The remainder of this paper is organized as follows. In Sect. 2, we describe influential researches related to tree-based incremental high utility pattern mining. In Sect. 3, we analyze characteristics of recent tree-based methods for incremental high utility pattern mining through experiments for performance evaluation with real datasets and study direction of improvements based on experimental results. Lastly, in Sect. 4, we summarize contributions of this paper.

2 Related Work

In this section, we describe two types of related studies: traditional frequent pattern mining and high utility pattern mining for static databases.

2.1 Frequent Pattern Mining

Apriori [1] and FP-Growth [3] are well-known BFS and DFS frequent pattern mining algorithms respectively.
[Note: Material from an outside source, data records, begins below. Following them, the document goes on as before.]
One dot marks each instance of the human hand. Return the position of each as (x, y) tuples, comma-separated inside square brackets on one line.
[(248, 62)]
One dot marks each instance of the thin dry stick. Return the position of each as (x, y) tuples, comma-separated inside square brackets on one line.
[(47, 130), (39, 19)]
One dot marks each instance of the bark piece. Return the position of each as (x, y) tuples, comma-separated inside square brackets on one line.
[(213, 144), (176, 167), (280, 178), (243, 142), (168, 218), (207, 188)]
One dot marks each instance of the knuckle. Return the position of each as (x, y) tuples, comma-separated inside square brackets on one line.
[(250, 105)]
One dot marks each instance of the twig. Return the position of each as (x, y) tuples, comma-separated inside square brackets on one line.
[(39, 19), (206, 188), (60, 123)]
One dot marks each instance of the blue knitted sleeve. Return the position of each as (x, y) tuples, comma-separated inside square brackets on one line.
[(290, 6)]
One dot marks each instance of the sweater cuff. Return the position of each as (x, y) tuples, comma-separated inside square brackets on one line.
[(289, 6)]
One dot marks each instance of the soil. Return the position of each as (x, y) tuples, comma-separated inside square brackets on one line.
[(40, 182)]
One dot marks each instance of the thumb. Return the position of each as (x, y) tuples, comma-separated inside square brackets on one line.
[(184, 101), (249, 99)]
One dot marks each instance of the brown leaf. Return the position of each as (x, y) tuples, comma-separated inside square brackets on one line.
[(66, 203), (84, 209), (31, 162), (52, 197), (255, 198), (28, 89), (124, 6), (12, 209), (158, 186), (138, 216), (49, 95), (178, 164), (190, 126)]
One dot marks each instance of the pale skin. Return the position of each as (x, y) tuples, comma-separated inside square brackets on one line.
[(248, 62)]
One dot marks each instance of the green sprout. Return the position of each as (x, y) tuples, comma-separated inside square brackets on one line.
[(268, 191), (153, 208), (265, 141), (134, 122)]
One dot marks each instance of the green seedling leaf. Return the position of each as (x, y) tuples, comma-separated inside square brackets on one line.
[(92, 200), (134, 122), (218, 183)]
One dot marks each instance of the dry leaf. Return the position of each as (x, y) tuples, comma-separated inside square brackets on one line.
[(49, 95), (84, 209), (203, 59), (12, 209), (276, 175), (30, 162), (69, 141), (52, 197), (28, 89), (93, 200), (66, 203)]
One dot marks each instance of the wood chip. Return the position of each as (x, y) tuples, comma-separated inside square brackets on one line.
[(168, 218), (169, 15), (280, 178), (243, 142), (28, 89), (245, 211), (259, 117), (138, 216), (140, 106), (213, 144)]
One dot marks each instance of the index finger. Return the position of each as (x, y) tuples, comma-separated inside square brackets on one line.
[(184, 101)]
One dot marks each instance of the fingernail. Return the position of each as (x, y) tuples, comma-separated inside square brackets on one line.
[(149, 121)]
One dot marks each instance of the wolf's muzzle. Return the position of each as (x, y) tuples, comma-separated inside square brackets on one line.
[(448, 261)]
The former utilizes a candidate generation-and-test approach, which causes the performance degradation since this method makes a large number of candidates and requires multiple database scans. The latter conducts a series of mining processes through only two database scans without candidate generation by employing a divide-and-conquer manner. In general, FP-Growth-like algorithms outperform Apriori-based ones. In pattern mining, meanwhile, the anti-monotone property [1] is used for efficient mining. This suggests that if a pattern is not valid due to its smaller frequency than a given threshold, then its super patterns are not also valid. When an invalid pattern is found in mining processes, the pattern’s search space is can be eliminated, which improves mining efficiency. Therefore, satisfying this property is an essential criterion in pattern mining.
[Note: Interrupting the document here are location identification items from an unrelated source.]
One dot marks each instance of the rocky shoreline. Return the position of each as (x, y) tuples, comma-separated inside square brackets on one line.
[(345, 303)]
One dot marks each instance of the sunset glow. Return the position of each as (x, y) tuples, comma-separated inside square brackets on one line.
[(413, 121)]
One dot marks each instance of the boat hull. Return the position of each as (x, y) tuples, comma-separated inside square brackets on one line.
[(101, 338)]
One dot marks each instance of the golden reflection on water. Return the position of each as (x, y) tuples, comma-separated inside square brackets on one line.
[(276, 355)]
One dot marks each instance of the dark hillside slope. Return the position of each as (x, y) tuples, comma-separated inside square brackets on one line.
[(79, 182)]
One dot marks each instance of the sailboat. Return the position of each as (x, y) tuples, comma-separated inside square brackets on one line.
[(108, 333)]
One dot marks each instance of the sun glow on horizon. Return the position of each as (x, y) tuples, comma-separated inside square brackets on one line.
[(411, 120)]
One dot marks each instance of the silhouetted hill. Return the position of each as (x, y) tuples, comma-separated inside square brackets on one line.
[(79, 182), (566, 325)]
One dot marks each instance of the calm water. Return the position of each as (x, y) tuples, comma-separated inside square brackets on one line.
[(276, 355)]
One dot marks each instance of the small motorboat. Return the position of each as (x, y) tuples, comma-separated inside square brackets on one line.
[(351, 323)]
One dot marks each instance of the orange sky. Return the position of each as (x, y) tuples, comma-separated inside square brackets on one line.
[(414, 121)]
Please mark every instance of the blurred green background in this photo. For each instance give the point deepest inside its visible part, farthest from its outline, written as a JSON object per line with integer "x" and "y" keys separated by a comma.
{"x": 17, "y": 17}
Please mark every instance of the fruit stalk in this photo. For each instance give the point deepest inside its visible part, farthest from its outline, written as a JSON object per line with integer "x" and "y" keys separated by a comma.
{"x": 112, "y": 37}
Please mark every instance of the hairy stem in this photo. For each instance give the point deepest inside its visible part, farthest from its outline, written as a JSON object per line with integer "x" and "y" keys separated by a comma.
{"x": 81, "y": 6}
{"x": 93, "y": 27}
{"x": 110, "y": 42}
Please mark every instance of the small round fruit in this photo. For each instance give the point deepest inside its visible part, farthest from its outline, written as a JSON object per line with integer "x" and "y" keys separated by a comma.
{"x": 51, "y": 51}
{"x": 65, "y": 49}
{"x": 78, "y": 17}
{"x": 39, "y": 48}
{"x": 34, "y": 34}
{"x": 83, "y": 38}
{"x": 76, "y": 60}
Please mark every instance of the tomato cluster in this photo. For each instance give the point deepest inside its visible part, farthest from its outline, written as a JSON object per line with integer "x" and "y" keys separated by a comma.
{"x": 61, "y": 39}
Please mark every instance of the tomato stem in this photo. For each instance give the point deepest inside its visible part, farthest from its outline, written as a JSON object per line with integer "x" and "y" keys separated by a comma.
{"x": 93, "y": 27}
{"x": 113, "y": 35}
2.2 High Utility Pattern Mining

In utility mining, maintaining the anti-monotone property is not easy and Two-Phase [5] is the first algorithm that satisfies the property by applying the overestimation concept, called transaction weighted utilization (twu), to mining processes. This model generates candidates with no smaller overestimation values than a given threshold in the first phase and then identifies actual high utility patterns by computing their utility values through an additional database scan. Since the twu concept was suggested, although various static algorithms with the overestimation model have been developed, they are not appropriate for handling dynamic databases.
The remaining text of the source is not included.